Applicants, however, had no absolute rights to be granted access, save to the extent granted by the CPRs, she said. The courts would also have to balance the general principle of open justice with any good reasons for denying access such as national security, the privacy of the parties and others involved in the case, and the protection of trade secrets and commercial confidentiality; as well as "the practicalities and proportionality of granting the request", she said.
"It is for the person seeking access to explain why he seeks it and how granting him access will advance the open justice principle," Lady Hale said. "In this respect it may well be that the media are better placed than others to demonstrate a good reason for seeking access. But there are others who may be able to show a legitimate interest in doing so."
Campaigners at the Asbestos Victims Support Groups Forum (Forum), represented by a Graham Dring, had obtained an order granting them access to a significant volume of material generated during a dispute between a manufacturer of asbestos products and insurers of companies which had been held liable for their employees' exposure to asbestos dust. Last year, the Court of Appeal set aside that order, limiting the Forum's access to the 'records of the court' provided for in rule 5.4C of the CPRs, which gives the court the power to grant access to documents from court records to non-parties to the case, and certain other documents, focusing on those which the judge has read or been asked to read.

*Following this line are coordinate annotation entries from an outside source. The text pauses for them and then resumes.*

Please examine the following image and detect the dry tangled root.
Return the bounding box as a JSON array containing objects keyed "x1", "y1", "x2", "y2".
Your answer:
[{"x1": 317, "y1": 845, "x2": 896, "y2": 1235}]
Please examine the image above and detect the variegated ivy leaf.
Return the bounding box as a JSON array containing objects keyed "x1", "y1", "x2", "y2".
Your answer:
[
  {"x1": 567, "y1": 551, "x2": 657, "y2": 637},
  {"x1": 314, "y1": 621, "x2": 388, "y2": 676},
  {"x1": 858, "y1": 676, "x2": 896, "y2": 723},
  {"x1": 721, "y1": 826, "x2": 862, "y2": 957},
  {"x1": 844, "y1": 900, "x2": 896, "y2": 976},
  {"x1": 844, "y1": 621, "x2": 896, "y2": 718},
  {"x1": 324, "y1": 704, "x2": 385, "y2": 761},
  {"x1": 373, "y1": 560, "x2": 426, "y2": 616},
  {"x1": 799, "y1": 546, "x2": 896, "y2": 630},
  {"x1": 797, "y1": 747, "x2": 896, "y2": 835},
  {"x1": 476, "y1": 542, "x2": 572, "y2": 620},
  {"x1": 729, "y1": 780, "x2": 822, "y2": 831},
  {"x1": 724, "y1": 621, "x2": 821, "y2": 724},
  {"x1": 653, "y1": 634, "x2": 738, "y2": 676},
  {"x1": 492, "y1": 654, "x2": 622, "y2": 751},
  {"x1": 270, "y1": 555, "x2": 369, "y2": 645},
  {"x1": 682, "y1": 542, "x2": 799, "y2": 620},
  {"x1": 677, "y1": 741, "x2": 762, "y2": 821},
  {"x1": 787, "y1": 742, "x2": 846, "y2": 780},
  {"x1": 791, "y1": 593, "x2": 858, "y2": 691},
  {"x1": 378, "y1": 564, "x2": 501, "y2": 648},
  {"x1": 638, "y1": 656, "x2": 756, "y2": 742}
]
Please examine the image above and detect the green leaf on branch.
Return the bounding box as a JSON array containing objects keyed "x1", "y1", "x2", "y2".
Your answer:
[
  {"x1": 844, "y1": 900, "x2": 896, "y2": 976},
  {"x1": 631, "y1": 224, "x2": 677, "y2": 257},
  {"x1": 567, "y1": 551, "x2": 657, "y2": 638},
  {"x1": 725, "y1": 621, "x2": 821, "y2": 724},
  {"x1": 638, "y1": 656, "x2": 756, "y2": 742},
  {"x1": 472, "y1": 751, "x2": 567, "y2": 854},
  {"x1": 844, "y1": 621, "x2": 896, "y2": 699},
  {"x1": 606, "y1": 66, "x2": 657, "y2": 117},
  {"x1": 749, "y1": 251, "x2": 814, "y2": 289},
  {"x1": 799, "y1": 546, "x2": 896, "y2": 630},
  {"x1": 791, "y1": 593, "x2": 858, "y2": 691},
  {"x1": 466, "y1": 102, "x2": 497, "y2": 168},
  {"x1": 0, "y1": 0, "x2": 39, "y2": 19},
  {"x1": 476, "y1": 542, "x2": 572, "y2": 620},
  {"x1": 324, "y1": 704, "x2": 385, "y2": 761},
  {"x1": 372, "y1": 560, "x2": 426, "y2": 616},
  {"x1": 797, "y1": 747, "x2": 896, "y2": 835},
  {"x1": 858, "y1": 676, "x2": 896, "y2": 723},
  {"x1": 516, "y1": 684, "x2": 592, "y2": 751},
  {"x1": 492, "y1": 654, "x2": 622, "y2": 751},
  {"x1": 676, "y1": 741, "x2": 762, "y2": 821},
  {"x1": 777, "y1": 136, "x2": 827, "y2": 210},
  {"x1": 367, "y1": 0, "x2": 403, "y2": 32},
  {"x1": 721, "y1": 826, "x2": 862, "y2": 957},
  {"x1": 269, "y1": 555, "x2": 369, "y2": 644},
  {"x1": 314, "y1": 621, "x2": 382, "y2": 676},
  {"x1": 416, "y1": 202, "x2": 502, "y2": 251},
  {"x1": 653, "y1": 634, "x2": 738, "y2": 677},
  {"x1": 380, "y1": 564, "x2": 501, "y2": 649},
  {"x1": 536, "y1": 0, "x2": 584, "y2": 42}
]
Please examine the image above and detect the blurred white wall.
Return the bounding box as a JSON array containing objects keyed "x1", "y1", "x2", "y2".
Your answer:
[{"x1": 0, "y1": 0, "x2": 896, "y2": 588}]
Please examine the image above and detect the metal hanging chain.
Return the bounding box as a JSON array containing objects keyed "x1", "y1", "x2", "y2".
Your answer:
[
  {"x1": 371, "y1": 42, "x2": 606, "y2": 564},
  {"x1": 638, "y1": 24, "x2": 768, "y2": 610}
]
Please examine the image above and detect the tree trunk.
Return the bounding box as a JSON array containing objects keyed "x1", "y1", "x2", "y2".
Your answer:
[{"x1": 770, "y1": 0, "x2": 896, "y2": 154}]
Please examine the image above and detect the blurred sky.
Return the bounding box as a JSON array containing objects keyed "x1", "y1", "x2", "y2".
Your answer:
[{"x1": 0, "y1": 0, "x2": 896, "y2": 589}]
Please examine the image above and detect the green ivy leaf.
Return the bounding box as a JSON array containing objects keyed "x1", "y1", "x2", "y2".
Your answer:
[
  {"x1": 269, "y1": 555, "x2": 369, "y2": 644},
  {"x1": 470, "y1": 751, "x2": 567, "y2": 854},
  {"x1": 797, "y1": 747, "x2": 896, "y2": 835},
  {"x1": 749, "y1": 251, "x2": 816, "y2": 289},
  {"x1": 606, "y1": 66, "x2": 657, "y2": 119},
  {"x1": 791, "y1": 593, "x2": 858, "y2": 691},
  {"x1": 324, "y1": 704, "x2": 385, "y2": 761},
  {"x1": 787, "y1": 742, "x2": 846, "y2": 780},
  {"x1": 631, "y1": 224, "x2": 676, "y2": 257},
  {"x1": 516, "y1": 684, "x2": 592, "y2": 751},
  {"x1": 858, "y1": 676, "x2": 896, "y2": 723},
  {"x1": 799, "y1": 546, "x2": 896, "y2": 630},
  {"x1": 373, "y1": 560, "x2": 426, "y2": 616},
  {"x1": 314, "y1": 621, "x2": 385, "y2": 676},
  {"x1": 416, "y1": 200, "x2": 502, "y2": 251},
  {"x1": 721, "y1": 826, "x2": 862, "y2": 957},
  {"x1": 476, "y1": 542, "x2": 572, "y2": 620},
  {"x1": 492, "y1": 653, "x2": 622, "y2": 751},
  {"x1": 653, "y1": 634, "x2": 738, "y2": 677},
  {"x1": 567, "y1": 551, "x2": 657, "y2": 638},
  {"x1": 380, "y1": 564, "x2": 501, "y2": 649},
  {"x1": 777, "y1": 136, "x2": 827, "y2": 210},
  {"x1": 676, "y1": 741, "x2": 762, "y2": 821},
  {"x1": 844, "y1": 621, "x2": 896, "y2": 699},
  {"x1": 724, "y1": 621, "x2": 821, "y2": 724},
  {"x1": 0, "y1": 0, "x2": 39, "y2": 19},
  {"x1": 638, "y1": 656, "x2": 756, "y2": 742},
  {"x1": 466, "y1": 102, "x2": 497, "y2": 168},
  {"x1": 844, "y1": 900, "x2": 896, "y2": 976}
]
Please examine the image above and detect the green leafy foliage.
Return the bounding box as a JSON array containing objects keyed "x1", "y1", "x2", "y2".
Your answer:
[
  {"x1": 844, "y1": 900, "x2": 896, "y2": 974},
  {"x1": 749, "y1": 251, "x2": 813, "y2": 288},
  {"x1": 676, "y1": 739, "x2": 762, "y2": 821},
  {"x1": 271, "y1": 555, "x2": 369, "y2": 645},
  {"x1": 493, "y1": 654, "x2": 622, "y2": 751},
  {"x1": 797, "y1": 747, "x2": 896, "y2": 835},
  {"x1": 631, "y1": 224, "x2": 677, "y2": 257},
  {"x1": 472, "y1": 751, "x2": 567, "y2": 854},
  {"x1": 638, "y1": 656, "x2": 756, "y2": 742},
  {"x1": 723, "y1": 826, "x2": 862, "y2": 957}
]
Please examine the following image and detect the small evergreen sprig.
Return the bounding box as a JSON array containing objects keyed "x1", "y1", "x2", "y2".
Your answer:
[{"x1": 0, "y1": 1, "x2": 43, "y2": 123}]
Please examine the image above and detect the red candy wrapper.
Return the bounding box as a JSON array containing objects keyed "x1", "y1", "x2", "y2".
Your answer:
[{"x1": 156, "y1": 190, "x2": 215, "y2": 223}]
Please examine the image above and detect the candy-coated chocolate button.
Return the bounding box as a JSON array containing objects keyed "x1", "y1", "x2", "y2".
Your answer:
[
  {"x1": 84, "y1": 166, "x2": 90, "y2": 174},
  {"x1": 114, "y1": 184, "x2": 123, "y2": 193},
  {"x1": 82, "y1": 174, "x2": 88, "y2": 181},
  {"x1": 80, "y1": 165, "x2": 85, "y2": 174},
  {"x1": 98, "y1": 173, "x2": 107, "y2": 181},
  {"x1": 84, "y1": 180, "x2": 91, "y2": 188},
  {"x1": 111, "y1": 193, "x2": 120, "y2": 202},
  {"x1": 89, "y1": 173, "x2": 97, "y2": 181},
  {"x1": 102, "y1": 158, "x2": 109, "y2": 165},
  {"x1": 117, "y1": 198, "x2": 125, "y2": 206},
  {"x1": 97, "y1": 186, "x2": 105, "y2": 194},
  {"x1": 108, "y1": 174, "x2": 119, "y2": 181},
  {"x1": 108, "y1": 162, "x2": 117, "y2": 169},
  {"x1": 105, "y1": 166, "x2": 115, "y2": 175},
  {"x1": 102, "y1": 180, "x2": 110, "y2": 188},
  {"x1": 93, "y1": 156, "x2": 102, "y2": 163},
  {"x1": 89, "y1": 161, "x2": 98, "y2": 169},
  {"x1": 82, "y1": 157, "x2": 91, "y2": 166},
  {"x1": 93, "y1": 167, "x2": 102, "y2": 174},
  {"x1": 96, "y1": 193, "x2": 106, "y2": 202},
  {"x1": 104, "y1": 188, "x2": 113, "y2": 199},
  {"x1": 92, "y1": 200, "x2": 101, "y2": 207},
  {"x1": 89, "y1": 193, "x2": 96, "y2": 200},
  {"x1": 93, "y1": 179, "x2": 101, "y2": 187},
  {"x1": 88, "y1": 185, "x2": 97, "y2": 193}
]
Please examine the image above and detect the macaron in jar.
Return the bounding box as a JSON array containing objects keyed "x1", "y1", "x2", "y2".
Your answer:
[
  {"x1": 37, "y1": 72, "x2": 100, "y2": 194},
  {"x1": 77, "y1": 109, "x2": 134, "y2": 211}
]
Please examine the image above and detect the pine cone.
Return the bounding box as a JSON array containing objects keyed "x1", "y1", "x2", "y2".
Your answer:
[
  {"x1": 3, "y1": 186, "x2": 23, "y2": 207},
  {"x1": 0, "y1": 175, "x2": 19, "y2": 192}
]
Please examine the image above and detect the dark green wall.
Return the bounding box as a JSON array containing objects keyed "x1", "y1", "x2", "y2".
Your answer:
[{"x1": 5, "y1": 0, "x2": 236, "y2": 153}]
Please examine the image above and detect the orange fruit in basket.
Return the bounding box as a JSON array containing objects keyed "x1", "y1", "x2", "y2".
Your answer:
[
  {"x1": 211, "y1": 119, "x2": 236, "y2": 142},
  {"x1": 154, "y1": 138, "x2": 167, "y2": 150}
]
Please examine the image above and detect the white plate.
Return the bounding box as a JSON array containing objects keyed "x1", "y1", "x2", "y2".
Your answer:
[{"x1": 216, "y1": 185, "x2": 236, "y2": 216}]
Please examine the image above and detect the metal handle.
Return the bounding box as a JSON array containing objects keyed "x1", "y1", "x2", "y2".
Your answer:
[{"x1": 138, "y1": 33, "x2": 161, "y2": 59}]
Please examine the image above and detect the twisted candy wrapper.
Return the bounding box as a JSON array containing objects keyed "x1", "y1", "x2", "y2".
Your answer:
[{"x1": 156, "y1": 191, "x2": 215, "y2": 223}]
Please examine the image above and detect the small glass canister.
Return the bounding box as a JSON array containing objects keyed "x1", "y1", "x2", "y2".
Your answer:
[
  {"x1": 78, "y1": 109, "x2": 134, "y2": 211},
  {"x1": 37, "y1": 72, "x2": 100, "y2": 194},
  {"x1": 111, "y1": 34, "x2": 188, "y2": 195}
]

Both Dring and the manufacturer, Cape Intermediate Holdings, appealed the Court of Appeal's decision, arguing that the order granted was too narrow and too broad respectively. While the Supreme Court technically dismissed both appeals, ordering the Court of Appeal's order to stand, it referred Dring's application for additional documents back to the trial judge who should decide, based on his inherent jurisdiction as explained by the Supreme Court, whether Cape should be required to provide copies of any additional documents to Dring.
Litigation expert Michael Fenn of Pinsent Masons, the law firm behind Out-Law, said that the Supreme Court had "reiterated the importance of the principle of open justice, highlighting its vital purpose in enabling public scrutiny of the way in which courts determine cases as well as educating the public on how the justice system works and why decisions are taken".
"The decision confirms that, unless inconsistent with statute or rules of court, all courts and tribunals have an inherent jurisdiction to determine what access to documents, or other information, placed before the court or tribunal in question should be granted. Such documents are not limited to statements of case, such as claim forms, defences and so on, and judgments or orders made in public, which non-parties may generally access by simply making a request to the court, under CPR 5.4C, or even to other documents which can be regarded as forming part of the formal 'records of the court'. Instead, the Supreme Court has held that the court's inherent jurisdiction extends to all documents placed before the court and referred to during a public hearing," he said.
Litigation expert Charlotte Evenden of Pinsent Masons said that as the Supreme Court had drawn even wider the class of documents permitted to be requested by a third party than the Court of Appeal, "parties concerned with privacy in litigation now need to be acutely aware of the potential exposure this creates for them".
"This is particularly so given that the inherent jurisdiction is said to apply to all English courts and tribunals," she said.
"Ahead of commencing proceedings, legal advice should be sought so that consideration can be given to confidential ways of resolving disputes – such as mediation – as well as the means by which litigation parties can protect the confidentiality of their documents, for example by way of a 'confidentiality ring' or sealing of the court file," she said.